09/4/2007
Women Want to Be Homemakers? Say It Isn’t So!
This post actually started out as a comment response to a blog post but ended up being way too long…
Concerning the recent debacle about Southwestern Seminary offering a homemaking course, the website The View From Her had some interesting things to say. (I found this particular post from my friend Becky Vartabedian on her blog Flip the Pig.)
I think a lot of people have offered knee-jerk reactions to this story. The author of The View From Her is very concerned that this kind of course encourages women to not pursue other academic areas of study and yet if the author would have done a little more research she would have found out that homemaking is only a concentration of a larger Bachelor’s degree in humanities. Only 21 hours of 129 are devoted to the concentration. The other 108 hours are in those other more intellectually stimulating categories like history, philosophy and theology.
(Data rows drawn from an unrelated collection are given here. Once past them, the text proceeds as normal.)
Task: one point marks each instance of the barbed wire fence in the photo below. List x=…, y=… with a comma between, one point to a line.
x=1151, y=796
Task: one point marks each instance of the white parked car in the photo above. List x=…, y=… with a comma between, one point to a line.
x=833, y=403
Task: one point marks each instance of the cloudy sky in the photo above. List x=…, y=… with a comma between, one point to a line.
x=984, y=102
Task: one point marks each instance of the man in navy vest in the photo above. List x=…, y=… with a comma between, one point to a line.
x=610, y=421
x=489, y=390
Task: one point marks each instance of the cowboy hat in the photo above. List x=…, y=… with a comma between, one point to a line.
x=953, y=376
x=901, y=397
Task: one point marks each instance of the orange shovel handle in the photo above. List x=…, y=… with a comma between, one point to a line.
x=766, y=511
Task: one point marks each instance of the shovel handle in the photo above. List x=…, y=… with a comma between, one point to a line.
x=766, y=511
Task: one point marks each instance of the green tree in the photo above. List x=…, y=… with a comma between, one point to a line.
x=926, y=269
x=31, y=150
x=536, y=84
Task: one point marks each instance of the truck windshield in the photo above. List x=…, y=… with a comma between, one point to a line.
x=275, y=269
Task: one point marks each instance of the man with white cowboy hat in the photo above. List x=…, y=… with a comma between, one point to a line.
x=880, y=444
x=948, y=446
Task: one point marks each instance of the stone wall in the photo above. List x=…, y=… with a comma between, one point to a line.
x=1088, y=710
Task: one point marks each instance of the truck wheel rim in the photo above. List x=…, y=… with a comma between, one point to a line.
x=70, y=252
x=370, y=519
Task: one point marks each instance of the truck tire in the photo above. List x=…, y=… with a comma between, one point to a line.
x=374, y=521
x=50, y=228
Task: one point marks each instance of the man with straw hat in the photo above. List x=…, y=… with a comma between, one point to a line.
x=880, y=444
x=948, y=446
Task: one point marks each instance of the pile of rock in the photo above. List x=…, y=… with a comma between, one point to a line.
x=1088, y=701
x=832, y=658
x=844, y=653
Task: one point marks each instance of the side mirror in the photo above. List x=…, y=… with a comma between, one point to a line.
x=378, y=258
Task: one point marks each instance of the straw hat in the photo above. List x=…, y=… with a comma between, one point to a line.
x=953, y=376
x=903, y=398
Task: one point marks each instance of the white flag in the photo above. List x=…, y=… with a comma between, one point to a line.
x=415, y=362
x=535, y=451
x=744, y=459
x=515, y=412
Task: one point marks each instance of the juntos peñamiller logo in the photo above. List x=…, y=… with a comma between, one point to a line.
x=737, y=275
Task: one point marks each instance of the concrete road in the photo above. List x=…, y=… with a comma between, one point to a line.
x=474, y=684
The author says “It is so singularly focused on keeping women in their place.” The homemaking course is not about keeping women “in their place” but about broadening their curriculum, bringing in more prospective students and responding to consumer demand. This may come as a shock to some - but there are women out there who actually just want to be housewives. Why shouldn’t these women have the opportunity to take classes that relate and will improve them in the areas in which they spend the majority of their lives? Furthermore if the Seminary had an agenda of keeping women in the home why do they offer multiple masters degrees in areas of missions, teaching and other things which take women from the home? In a recent news release the seminary responded to the question: “Do you believe all women should stay at home and take care of their children?” They were quoted as saying “We believe, as Baptists, that every person is free to do anything they want to do.”
The other item that the author rails on is the fact that the seminary is out to define the “role” of women while completely ignoring the man. That argument is a bit absurd and is like saying the reason the Iraq war is wrong is because we’ve been ignoring North Korea.
The only thing I can really see being concerned with is the fact that the course is only open to women. Why shouldn’t a man be able to take interior design and cooking classes? While this isn’t a big deal, I would assume the reasoning here is one based more on logistics and comfort of the majority of the class who most likely would be women.
I think this is another case of the media and other people making a mountain out of a molehill. We shouldn’t be so quick to make judgments, be offended, and whip out our favorite proof-texts.